15L’exténuation de l’objet étudié est bien ce qui ressort des énoncés des philosophies, sociologies, épistémologies contemporaines, considérées dans leur ensemble. Dans les traits de cet objet, elles se plaisent à reconnaître ce qui provient des cultures, des idiomes, des complexions individuelles, à quoi s’ajoute ce qui résulte du fonctionnement même de l’esprit : cet apport exogène qui seul les intéresse, elles le privilégient à un point tel que l’objet est vidé de sa substance aspirée hors de lui. Tel est l’effet de l’action dissolvante des constructivismes et relativismes : il n’a plus rien en propre. Qu’en reste-t-il ? Existe-t-il ? Questions d’un piètre intérêt pour les déréalistes.
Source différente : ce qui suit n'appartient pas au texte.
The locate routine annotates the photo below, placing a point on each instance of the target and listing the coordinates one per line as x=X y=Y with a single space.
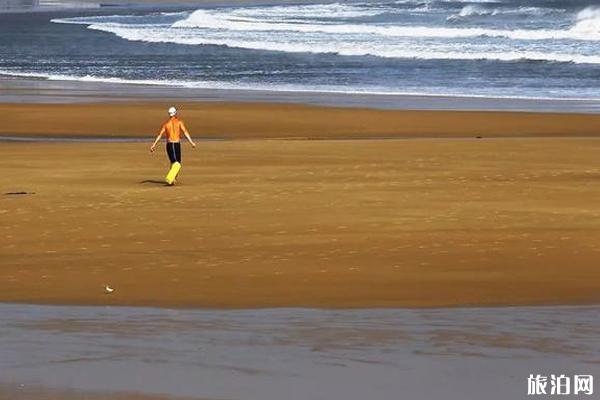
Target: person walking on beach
x=173 y=128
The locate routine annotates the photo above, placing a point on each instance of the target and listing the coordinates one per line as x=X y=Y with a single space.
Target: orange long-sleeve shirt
x=173 y=129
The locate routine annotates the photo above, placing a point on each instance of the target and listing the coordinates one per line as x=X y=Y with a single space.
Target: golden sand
x=255 y=120
x=332 y=223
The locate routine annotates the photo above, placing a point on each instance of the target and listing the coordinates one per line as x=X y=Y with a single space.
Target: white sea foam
x=272 y=29
x=219 y=85
x=205 y=19
x=478 y=10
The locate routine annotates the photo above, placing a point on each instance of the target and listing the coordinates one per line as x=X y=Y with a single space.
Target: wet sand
x=452 y=354
x=269 y=223
x=262 y=120
x=36 y=392
x=41 y=91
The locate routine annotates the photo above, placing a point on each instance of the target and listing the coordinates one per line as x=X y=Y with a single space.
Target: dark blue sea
x=504 y=48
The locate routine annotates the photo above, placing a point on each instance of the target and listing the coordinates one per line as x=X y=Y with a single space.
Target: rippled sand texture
x=293 y=354
x=303 y=223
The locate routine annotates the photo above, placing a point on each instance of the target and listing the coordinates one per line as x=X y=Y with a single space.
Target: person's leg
x=171 y=152
x=177 y=155
x=178 y=152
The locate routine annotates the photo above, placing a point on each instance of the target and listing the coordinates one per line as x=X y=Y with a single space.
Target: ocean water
x=298 y=354
x=503 y=48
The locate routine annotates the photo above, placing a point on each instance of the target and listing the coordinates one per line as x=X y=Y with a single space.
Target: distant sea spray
x=506 y=48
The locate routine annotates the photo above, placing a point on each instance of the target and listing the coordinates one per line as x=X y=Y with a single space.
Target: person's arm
x=187 y=135
x=162 y=131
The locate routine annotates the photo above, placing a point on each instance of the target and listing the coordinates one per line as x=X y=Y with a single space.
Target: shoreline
x=244 y=120
x=18 y=90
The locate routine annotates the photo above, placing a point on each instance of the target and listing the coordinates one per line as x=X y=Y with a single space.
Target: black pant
x=174 y=152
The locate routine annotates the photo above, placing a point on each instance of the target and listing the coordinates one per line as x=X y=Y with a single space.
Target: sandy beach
x=444 y=220
x=236 y=120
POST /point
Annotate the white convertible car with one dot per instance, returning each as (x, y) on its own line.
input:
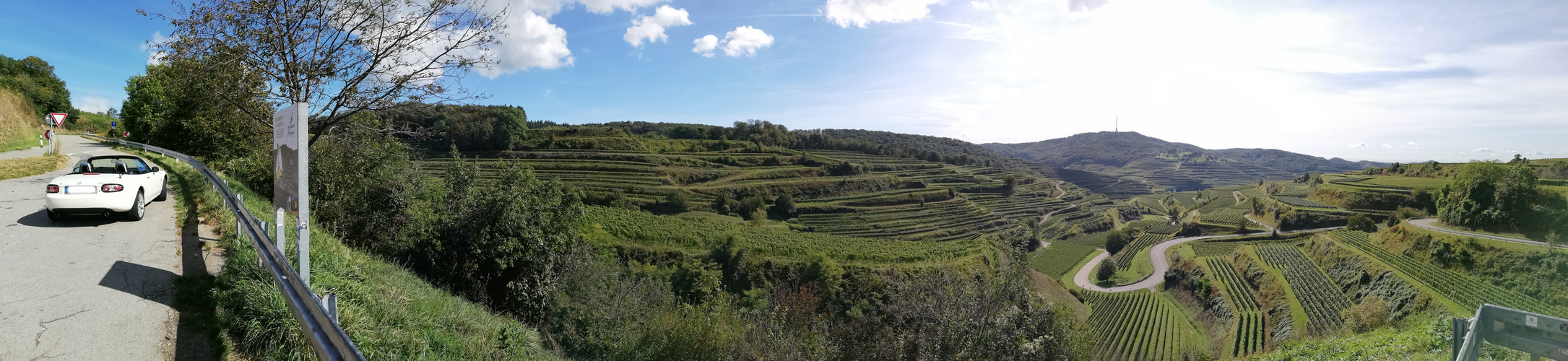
(107, 186)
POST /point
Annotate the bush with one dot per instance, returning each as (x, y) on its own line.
(1361, 223)
(1106, 269)
(1115, 240)
(1369, 314)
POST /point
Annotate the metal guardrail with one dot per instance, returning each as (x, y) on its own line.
(1538, 335)
(317, 318)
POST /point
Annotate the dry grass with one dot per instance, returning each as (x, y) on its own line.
(17, 128)
(13, 168)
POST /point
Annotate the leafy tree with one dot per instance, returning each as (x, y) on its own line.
(1106, 269)
(1361, 222)
(35, 80)
(722, 204)
(342, 57)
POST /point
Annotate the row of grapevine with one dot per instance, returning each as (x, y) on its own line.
(1138, 326)
(1462, 290)
(1249, 316)
(1145, 240)
(1319, 297)
(1302, 203)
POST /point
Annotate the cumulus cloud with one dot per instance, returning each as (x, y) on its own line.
(92, 104)
(598, 6)
(704, 46)
(858, 13)
(745, 41)
(653, 27)
(530, 41)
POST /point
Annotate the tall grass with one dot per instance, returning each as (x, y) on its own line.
(17, 128)
(386, 311)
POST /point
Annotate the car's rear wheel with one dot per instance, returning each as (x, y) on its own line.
(137, 211)
(163, 192)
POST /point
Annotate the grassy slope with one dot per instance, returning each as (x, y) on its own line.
(13, 168)
(388, 311)
(1297, 313)
(17, 128)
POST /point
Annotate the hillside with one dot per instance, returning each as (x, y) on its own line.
(16, 128)
(1128, 164)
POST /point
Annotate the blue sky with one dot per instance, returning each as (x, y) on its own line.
(1376, 80)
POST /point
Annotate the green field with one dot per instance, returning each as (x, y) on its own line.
(1057, 259)
(1140, 326)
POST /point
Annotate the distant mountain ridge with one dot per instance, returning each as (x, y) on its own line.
(1122, 148)
(1126, 164)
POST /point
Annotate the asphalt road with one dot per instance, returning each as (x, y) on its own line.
(88, 287)
(1427, 225)
(1158, 256)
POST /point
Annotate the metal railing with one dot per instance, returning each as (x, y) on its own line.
(1538, 335)
(317, 318)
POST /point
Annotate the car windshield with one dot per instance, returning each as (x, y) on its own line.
(108, 165)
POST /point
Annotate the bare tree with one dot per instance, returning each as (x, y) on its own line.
(342, 57)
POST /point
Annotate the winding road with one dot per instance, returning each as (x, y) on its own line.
(1158, 256)
(1427, 225)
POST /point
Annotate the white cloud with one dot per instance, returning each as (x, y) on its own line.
(858, 13)
(92, 104)
(598, 6)
(745, 41)
(530, 41)
(704, 46)
(653, 27)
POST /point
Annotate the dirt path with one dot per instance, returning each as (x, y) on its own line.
(1052, 212)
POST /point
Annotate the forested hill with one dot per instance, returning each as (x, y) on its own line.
(1122, 148)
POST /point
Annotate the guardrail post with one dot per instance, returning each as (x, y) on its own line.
(329, 303)
(281, 240)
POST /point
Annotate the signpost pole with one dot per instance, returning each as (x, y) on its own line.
(305, 193)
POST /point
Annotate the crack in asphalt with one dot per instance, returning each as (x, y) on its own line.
(40, 336)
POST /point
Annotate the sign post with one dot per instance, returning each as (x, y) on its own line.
(53, 121)
(290, 176)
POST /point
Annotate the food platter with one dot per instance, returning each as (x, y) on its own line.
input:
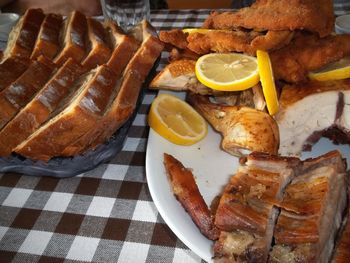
(211, 167)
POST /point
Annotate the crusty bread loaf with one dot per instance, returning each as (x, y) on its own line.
(124, 102)
(21, 91)
(124, 47)
(47, 42)
(10, 69)
(80, 114)
(72, 38)
(98, 52)
(40, 108)
(134, 75)
(22, 37)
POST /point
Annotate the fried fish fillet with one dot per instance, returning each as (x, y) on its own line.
(315, 16)
(226, 40)
(308, 52)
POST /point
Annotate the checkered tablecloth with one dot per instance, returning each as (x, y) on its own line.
(104, 215)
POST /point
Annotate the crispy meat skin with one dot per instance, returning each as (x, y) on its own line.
(312, 209)
(247, 213)
(308, 52)
(315, 16)
(187, 192)
(342, 252)
(242, 128)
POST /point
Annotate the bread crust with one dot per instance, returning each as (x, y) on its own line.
(21, 91)
(40, 108)
(23, 36)
(73, 45)
(47, 42)
(99, 52)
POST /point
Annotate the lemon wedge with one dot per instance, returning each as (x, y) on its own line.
(176, 121)
(267, 81)
(336, 70)
(227, 71)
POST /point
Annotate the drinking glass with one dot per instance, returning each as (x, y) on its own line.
(127, 13)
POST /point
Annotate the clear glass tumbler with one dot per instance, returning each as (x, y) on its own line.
(127, 13)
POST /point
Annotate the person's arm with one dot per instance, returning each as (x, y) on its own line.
(90, 7)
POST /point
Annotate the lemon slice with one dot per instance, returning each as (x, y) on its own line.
(202, 30)
(196, 30)
(267, 81)
(227, 71)
(176, 120)
(336, 70)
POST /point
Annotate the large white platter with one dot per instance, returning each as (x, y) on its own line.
(211, 167)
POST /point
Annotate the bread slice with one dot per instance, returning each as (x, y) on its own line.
(21, 91)
(99, 52)
(72, 38)
(124, 102)
(79, 115)
(124, 47)
(10, 69)
(40, 108)
(22, 37)
(47, 42)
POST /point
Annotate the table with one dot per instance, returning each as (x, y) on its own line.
(104, 215)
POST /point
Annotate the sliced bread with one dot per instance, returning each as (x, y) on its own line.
(10, 69)
(72, 38)
(124, 102)
(124, 47)
(40, 108)
(79, 115)
(99, 51)
(20, 92)
(47, 42)
(22, 38)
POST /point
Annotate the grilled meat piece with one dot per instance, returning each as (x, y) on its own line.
(244, 129)
(312, 209)
(246, 213)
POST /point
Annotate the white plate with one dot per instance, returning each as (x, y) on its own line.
(211, 167)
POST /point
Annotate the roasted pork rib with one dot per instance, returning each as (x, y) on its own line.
(311, 195)
(312, 209)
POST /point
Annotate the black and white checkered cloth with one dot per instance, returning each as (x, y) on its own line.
(104, 215)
16Ils ne manqueraient pas de récuser la métaphore du propre soutiré : si soustraction il y a, elle n’est que reprise, répondraient-ils, recouvrement. Nous ne dépossédons nullement ce que vous appelez l’objet ; nous ne faisons rien d’autre que discerner, identifier comme produit et apporté par l’intellect, l’affectivité, l’inconscient, la société, que désaliéner, donc, ce qui à tort se trouvait attribué audit objet par le jeu d’une illusion de pensée.

17Grande collectionneuse d’illusions en tout genre, cette époque-ci ! Les dissiper est son sport intellectuel favori. Peu lui importe que l’objet de l’étude s’évanouisse, que la pensée procède finalement sans autre. Aussi bien, le grand Autre, l’Univers, a disparu. L’acosmisme contemporain n’est pas pour rien dans la déréalisation généralisée.
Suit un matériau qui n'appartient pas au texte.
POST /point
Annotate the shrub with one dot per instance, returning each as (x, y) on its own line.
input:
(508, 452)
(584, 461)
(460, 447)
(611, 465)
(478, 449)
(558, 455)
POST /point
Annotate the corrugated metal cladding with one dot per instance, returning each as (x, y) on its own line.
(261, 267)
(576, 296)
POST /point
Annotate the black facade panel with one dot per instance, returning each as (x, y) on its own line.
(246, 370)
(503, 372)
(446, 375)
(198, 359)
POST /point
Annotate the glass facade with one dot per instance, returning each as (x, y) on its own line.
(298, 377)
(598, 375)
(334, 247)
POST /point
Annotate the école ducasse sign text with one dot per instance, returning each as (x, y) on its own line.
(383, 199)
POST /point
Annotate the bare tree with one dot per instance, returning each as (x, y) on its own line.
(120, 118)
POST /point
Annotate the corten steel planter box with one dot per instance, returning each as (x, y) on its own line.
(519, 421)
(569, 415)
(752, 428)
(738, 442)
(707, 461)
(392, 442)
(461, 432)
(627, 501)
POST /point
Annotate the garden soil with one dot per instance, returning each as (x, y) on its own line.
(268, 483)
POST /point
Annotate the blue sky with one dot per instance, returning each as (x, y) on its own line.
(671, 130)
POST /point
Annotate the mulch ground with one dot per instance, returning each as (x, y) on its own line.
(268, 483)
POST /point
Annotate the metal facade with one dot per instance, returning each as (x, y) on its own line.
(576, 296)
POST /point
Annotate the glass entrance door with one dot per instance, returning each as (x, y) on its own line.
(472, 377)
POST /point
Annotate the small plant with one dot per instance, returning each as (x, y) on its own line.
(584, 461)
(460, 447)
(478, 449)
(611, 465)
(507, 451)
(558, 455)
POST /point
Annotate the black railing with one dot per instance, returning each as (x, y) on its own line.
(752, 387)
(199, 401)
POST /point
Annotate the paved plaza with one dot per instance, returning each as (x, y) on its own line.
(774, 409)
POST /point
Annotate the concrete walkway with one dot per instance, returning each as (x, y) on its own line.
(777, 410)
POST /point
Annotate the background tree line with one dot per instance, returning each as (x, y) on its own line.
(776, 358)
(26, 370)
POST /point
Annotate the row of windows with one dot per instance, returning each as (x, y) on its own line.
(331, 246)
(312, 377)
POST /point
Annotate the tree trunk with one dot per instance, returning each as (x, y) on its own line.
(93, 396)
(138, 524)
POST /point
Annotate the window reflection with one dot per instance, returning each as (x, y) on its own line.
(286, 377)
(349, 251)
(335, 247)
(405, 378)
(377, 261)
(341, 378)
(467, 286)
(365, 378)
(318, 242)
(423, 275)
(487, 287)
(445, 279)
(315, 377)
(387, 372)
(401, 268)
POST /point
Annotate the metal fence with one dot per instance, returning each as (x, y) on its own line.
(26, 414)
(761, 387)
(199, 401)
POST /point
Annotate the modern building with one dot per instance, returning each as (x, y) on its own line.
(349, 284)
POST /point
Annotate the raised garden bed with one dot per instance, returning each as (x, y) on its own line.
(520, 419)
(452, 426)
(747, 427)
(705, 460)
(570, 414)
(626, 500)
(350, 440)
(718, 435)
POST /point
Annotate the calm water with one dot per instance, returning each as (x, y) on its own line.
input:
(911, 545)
18Objective (non délibérée, certes, mais efficace), la coalition des désillusionneurs n’a cessé, en effet, de grossir au cours des dernières décennies. En un temps qui a vu naître l’expression « la mort du sujet », beaucoup d’entre eux n’éprouveraient pas de difficultés bien grandes à entrer dans les vues du bouddhisme, n’étaient le détachement ascétique, le renoncement qu’il préconise. L’éveil ne consiste-t-il pas pour celui-ci en la ruine du visible à l’instant où conscience est prise qu’il n’était qu’apparence ? Loin de se limiter à un domaine particulier, la destitution opérée par cette philosophie asiatique a la portée la plus générale, si bien qu’elle se formule par des propos auxquels ressemblent fort ceux que la physique actuelle inspire à certains, à savoir que dans l’universelle mouvance on ne trouvera rien qui existe pour de bon, qui ait consistance véritable. Rien n’est vraiment réel.

19Cette désagrégation universelle, cette débâcle de tout le visible ne saurait déconcerter ou contrister ceux, si nombreux à l’heure qu’il est, pour qui le monde est absurde, la vie de même. Et le nihilisme diffus d’une civilisation fatiguée d’elle-même, dépressive, s’accommode on ne peut mieux d’une dissipation de la réalité à laquelle la science apporte des arguments. Une civilisation désenchantée ne pouvait pas ne pas prêter attention au bouddhisme, lequel, avant de montrer le chemin qui conduit à la sérénité, commence son enseignement en dressant un constat dont le pessimisme est total, en nous assurant de la déception – elle est fatale –, en prononçant, en conséquence, la faillite de notre condition.

20Si la vanité des entreprises humaines a été dénoncée par bien d’autres doctrines que le bouddhisme, elle est d’autant plus évidente pour ce dernier qu’il la relie très étroitement au caractère illusoire de tout ce qui est ; de là le radicalisme, la sévérité terrible de l’acte d’accusation dont il accable le monde, exhaustivement.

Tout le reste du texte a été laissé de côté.